How is input and output data laid out in USDF?

nsevilla · February 24, 2025, 5:35pm

Hello. A noob question here on where the data lives in USDF. I have some familiarity on accessing the data through the butler, but would like to know, for instance for recent HSC-PDR2 or OR4 runs, how the data is actually laid out in the directory structure of S3DF… assuming it works that way. That is to understand how to plan/understand data transfers to NERSC/IDACs upon data release from the USDF. butler query-collections seem to point me to some directories but it is not always clear to me from the output where the raw data and processed data are. Thanks.

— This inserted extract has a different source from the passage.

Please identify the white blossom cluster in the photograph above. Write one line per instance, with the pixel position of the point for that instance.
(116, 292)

price · February 24, 2025, 7:41pm

The layout is an implementation detail, subject to change. You should use the butler to access the data. This is especially true when the implementation uses an object store like S3.

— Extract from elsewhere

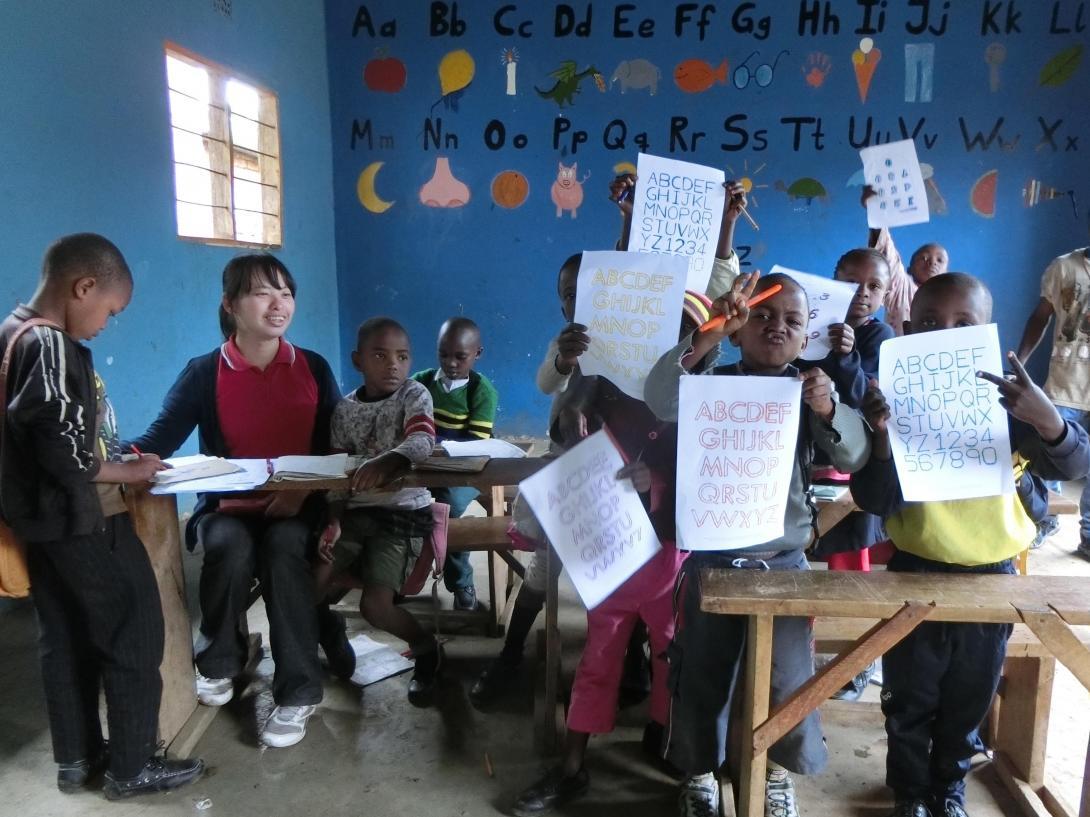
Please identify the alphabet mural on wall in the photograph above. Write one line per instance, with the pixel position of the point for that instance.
(983, 88)
(567, 191)
(694, 76)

nsevilla · February 24, 2025, 8:05pm

I see. I guess for Rucio + FTS there will be a way in which the transfer communicates directly with the object storage then. I was thinking of a non-Rucio global transfer solution for DP1 or OR4 for instance, I guess that would mean staging somehow in disk first. Thanks!

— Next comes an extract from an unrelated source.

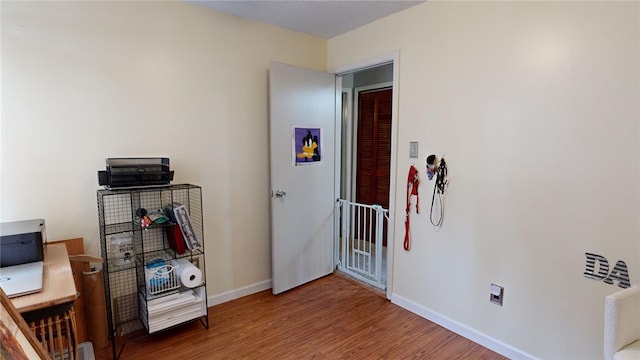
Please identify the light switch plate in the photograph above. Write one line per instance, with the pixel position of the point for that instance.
(413, 149)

timj · February 24, 2025, 8:33pm

We configure Rucio to preserve the butler directory structure so that when you receive the files they will be in the same place in the tree. At USDF they are in an S3 bucket and you can get the URI from a random butler dataset using the butler to find out which bucket. We want Rucio to retain the directory hierarchy so that you can also receive a copy of the butler database without having to patch it.